Formal Definition of a Graph: A graph is an ordered triple (N,A,g) where:

• N = a nonempty set of nodes (vertices)
• A = a set of arcs (edges)
• g = a function associating which each arc a and an unordered pair x-y of nodes called the endpoints of a

Example

Sketch a graph having nodes \{ 1,2,3,4,5 \}, arcs \{ a_1, a_2, a_3, a_4, a_5, a_6 \}, and function g(a_1) = 1-2, g(a_2) = 1-3, g(a_3)=3-4, g(a_5)=4-5, and g(a_6)=5-5

Directed Graphs

Informal Definition of a Directed Graph: Graph where the arcs of a graph begin at one node and end at another.

• Layman: The arcs have directions now.

Formal Definition of a Directed Graph: A directed graph is an ordered triple (N,A,g) where:

• N = a nonempty set of nodes (vertices)
• A = a set of arcs (edges)
• g = a function associating with each arc a and ordered pair (x,y) of nodes where x is the initial point and y is the terminal point of a.

Example

• g(a_1)=(1,2)
• g(a_2)=(1,4)
• g(a_3)=(1,3)
• g(a_4)=(3,1)
• g(a_5)=(5,5)

Tangent (???): Counting Edges of Graphs

Suppose a fully-connected undirected graph with n nodes. How many ways can you connect the nodes? C(n,2)

Suppose a non-self-pointing fully-connected directed graph with k nodes. How many ways can you connect the nodes? P(k,2)

Tree Terminology

Informal Definition of Tree: Special type of graph, very useful for representation of data

• Search algorithms and databases are based on trees.

Formal Definition of Tree: Acyclic, connected graph with one node designated as the root of the tree.

• Acyclic: There are no loops. In other words, there’s no way to traverse backwards once you’ve followed a node down.
• You can’t have multiple roots within one tree.
• If there is no designated root, the tree is considered nonrooted or free; and not that useful in computer science.

More Tree Terminology

• Depth of Node: Length of the path from the root to a node.
  • The root itself has a depth of 0.
• Depth (Height) of the Tree: Maximum depth of any node in the tree.
• Leave: Node with no children
• Internal Nodes: Non-leaves
• Forest: Acyclic graph (not necessarily connected)

Binary Trees

Binary Tree: Tree where each node has at most two children.
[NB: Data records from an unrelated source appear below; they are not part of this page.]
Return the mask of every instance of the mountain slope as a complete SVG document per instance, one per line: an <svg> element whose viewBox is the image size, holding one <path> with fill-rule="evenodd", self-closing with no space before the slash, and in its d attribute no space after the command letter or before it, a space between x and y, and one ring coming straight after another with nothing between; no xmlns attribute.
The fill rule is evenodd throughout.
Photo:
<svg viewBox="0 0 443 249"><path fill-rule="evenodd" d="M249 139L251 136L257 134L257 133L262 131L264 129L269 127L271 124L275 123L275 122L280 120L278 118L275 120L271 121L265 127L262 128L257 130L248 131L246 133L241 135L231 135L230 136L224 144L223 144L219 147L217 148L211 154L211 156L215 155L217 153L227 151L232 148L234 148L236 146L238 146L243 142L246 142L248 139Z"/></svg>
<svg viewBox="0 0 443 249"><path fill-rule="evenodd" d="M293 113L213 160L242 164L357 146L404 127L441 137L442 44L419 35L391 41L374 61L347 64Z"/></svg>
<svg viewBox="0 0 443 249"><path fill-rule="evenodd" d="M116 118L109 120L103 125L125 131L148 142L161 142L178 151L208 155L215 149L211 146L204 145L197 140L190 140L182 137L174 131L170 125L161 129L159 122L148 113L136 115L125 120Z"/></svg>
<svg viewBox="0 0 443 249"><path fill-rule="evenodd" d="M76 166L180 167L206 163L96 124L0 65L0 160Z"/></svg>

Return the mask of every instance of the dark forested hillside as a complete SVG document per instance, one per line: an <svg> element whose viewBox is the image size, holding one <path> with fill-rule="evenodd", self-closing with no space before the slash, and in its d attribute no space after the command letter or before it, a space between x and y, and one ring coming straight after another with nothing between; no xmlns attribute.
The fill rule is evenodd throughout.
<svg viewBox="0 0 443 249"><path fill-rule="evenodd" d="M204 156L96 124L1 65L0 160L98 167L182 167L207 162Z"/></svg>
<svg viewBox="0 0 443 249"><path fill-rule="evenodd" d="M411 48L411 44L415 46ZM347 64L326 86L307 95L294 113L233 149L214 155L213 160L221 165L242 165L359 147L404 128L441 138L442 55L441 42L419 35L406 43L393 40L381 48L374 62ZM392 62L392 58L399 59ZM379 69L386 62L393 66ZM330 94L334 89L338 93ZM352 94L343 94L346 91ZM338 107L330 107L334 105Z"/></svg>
• Each child is designated as either the left child or right child.
• Full Binary Tree: Tree where all internal nodes have two children and all leaves are at the same depth.
  • In other words: You can’t add more nodes without extending the height of the tree.
• Complete Binary Tree: Almost-full binary tree where bottom level of the tree if filling from left to right but may not have its full complement of leaves.

Defining Trees Recursively

We can define trees recursively with a base case node and some rules to define children and parents.

Today’s Plan

• Final exam will be cumulative
• This lecture we’ll be finishing up graphs, reviewing midterm problems, and going over some homework problems.

Applications of Trees

Trees allow us to efficiently search a collection of records to locate a particular record or determine that a record is not in the collection:

• Files stored on a computer are organized in a hierarchical (treelike) structure.
• Algebraic expressions involving binary operations can be represented by labeled binary trees

Tree Traversal Algorithms

Traversal: Goal is to visit every node in the tree.

Preorder Traversal: The root of the tree is visited first, and then the subtrees are processed left to right, each in preorder.

Inorder Traversal: Left subtree is processed by an inorder traversal, then the root is visited, and then the remaining subtrees are processed from left to right, each in inorder.

Postorder Traversal: Root is visited last, after all subtrees have been processed from left to right in postorder.